The New Jersey Globe Op-Ed: Financial Transaction Tax – A Tax on Savers and Investors

The following Op-Ed was originally published in the New Jersey Globe on October 27, 2020.

The New Jersey legislature is considering a bill to impose a financial transaction tax, or FTT, on securities transactions processed for individuals and institutions in the State of New Jersey like pension funds and mutual funds.  While being promoted as a means to raise revenue, this bill would tax savers, and potentially drive businesses and jobs out of the state.

An FTT is effectively a sales tax on investors and runs counter to many longstanding policies on promoting savings and economic growth, including the recently enacted New Jersey Secure Choice retirement program.

The tax will ultimately be passed along to the consumers.

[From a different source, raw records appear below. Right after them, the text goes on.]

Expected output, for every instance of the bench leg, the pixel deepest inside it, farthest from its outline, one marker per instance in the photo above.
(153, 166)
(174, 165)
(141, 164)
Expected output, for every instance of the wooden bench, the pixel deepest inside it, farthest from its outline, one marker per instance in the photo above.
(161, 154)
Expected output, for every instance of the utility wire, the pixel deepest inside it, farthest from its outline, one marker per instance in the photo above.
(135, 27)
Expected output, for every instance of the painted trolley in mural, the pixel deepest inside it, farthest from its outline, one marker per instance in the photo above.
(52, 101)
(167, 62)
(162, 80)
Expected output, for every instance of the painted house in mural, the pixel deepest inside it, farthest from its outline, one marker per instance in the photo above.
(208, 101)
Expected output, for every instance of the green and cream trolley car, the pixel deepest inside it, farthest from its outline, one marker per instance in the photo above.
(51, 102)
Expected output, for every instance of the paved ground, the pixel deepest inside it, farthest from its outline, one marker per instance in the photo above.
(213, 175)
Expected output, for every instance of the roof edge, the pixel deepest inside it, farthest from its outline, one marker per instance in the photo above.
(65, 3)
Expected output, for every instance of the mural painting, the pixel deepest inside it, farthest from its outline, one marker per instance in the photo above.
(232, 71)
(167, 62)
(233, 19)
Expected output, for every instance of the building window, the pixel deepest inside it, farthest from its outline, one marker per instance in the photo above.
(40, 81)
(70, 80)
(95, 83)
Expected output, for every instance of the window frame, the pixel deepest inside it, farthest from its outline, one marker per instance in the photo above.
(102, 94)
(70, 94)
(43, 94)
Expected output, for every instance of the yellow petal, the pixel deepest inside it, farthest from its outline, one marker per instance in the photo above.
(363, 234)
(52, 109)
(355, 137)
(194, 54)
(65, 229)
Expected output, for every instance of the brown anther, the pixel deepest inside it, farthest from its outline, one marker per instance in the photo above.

Accordingly, the tax will impose a significant financial burden on institutional investors, including pension and mutual funds for whom the ultimate beneficiaries are individuals, as well as pose a substantial burden on interstate commerce.

Financial transaction taxes in general reduce the return on investment savings at the expense of retirement savings.  Vanguard offered this example in a June 2020 report:  an individual saving for retirement who invests $10,000 per year over 40 years in a balanced portfolio of actively managed stocks (60%) and bonds (40%) with 0.01% FTT imposed on purchases of securities would cost the investor some $36,000—more than 3 ½ years of annual savings.

Securities processing is the means by which buy and sell orders are executed and by regulation, broker-dealers and exchanges must strive to achieve the most efficient execution at the best prevailing price.  Faced with an FTT, these firms are likely to gravitate towards alternate trading platforms in other states to offer a better price for their clients.

Securities trading is extremely portable:  technological advances and regulation require market participants to maintain high levels of resiliency to ensure orderly functioning of markets and investor protection, which means exchanges and dealers must maintain multiple back up trading venues.  In today’s increasingly electronic markets, a stock trade can be conducted by the same exchange from multiple physical locations.  Faced with an FTT in New Jersey, several market participants have stated they may leave the state in order to continue to best serve their customers.  Not only could this result in less revenue for the state stemming from the tax, it also means the loss of good paying jobs.

A recent EY study found the financial services sector employs more than 38,000 workers in New Jersey.  The economic activities of the sector in New Jersey support 25,700 employees indirectly in supplier businesses such as professional services, building services, utilities, and transportation. Additional economic contributions, which relate to the economic activity supported by the consumption spending of the sector’s employees, supports an additional 29,100 jobs which are concentrated in sectors such as restaurants, retailers, and personal services.  That totals 55,000 New Jersey workers.  Moreover, the sector contributes nearly $1.4 billion in New Jersey state and local taxes.  An FTT would send a signal New Jersey isn’t open for business or interested in fostering as robust a financial services industry, which would discourage growth in the industry in the state, impacting not just current employment but future opportunities as well.

Moreover, the proposed FTT may impose an unconstitutional burden by imposing a tax on the sale of federal securities.  In prior instances, taxes of this nature have failed when challenged legally because the activity is not sufficiently connected to a state to justify a tax; because the proposed tax is not related to benefits provided to the taxpayer; and/or because the tax discriminates against interstate commerce and is not fairly apportioned—in this case New Jersey would be imposing a tax on people outside the state simply because of where their order is routed.

As ever, history can teach us a lesson here. Major economies that have adopted such taxes have had overwhelmingly negative results, including reduced asset prices, trading moving to other venues, market dislocation and decreased liquidity. Past experience also suggests that the proposed FTT would raise less revenue than supporters often claim.

However well intentioned, this tax proposal would have negative consequences for investors and the NJ economy.

Kenneth E. Bentsen, Jr. is president and CEO of SIFMA.